Weitere überzeugte Anwender von Novells Green River sind Grundig und das Deutsche Bau-Rechenzentrum, die die Betaversion bereits unter die Lupe genommen haben. Krauss schildert Green River als "gut, stabil, schnell und erstaunlich leicht zu installieren". Für den Anwender vereinfache sich die Bedienung, die Client-Anbindung sei besser als in der Vorgängerversion. Zudem existieren mehr Third-Party-Produkte für Netware als für Windows NT.

Nicht alle Anwender sind freilich von den Vorteilen Green Rivers überzeugt. Paul Wullers, Leiter Endanwendersysteme bei der Neckermann Versand AG in Frankfurt, erwägt, NT Server anzuschaffen und den Bestand an alten Netware-3.12-Versionen einzufrieren. Langfristig, so argumentiert Wullers, strebe Neckermann ein einheitliches zukunftsträchtiges System an.

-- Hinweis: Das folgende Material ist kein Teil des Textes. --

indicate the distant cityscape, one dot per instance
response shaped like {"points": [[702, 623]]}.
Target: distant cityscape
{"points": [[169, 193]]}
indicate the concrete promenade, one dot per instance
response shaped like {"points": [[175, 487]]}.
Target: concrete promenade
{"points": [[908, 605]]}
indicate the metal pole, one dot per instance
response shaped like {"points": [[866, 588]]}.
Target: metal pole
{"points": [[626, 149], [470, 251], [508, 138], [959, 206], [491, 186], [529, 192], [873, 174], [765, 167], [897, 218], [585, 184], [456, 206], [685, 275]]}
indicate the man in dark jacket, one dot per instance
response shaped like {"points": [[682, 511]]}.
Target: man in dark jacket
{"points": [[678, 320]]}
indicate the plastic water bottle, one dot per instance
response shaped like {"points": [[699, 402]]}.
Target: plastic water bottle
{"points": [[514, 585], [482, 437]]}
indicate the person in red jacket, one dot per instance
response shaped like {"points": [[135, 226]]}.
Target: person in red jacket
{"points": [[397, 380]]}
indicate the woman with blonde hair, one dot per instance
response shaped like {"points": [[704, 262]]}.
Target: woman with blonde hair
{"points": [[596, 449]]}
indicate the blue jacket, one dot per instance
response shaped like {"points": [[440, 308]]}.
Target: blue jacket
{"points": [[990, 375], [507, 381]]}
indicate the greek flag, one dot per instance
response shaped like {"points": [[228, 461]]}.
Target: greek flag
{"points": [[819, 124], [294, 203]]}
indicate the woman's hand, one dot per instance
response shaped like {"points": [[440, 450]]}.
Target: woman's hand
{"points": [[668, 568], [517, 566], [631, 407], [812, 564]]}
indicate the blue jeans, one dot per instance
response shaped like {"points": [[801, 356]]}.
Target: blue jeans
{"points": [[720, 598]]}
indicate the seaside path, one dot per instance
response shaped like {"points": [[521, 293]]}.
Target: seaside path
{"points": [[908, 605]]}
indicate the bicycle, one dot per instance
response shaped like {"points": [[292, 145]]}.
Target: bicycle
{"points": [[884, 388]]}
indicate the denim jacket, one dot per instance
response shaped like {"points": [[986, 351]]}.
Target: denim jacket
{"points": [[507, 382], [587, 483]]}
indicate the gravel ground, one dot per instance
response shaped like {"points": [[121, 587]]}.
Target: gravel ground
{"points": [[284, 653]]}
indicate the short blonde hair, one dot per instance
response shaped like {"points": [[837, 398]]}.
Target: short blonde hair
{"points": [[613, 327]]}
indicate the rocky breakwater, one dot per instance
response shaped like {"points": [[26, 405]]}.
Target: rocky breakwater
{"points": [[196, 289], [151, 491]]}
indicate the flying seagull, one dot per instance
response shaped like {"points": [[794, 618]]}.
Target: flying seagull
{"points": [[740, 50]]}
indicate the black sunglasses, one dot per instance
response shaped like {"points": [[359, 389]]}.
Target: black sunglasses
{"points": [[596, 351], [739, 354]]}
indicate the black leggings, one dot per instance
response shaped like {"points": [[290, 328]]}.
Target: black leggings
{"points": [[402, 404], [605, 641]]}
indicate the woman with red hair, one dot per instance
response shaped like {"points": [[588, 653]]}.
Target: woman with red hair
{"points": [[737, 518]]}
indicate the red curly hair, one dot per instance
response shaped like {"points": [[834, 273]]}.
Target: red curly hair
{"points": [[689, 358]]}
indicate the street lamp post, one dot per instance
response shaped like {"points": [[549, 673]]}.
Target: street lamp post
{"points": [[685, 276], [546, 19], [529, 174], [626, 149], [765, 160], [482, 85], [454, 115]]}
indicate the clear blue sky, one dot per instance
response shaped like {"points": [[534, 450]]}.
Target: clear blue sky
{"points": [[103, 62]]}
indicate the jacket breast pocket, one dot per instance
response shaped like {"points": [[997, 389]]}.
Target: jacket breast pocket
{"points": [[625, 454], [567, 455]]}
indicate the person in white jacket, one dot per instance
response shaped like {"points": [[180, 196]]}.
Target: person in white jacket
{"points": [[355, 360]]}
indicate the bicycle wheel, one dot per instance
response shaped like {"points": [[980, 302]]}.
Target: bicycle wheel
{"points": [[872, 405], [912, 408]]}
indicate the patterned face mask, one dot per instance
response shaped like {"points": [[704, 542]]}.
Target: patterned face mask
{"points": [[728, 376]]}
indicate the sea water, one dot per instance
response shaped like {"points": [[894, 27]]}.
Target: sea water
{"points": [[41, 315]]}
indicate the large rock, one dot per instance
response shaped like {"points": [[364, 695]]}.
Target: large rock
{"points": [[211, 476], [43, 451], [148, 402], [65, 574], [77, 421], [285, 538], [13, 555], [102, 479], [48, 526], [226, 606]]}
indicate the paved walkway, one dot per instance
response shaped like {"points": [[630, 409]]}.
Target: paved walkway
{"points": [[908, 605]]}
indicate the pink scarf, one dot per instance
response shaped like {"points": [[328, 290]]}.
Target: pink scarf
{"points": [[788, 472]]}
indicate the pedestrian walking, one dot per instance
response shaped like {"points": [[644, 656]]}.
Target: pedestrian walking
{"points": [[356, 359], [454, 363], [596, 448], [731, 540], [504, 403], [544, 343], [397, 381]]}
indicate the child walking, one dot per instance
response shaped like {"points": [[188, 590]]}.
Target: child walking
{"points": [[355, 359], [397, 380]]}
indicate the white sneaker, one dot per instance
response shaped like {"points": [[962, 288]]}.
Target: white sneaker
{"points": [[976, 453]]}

Mit seiner Meinung steht Wullers nicht allein. Das Hauptargument gegen Netware lautet, bei Windows NT handele es sich um ein Allzweck-Betriebssystem mit besonderen Fähigkeiten als Client- Betriebssystem und teilweise als Application-Server. Was die Netzverwaltung betrifft, ist Netware dem Konkurrenten nach Meinung der Anwender überlegen. Brunhübner schätzt den Entwicklungsvorsprung von Netware 4.11 auf ein bis zwei Jahre. Aber der Kampf wird nicht allein auf der technischen Ebene ausgetragen. Die Frage, ob Netware oder NT Server, bleibt immer auch ein DV-Politikum.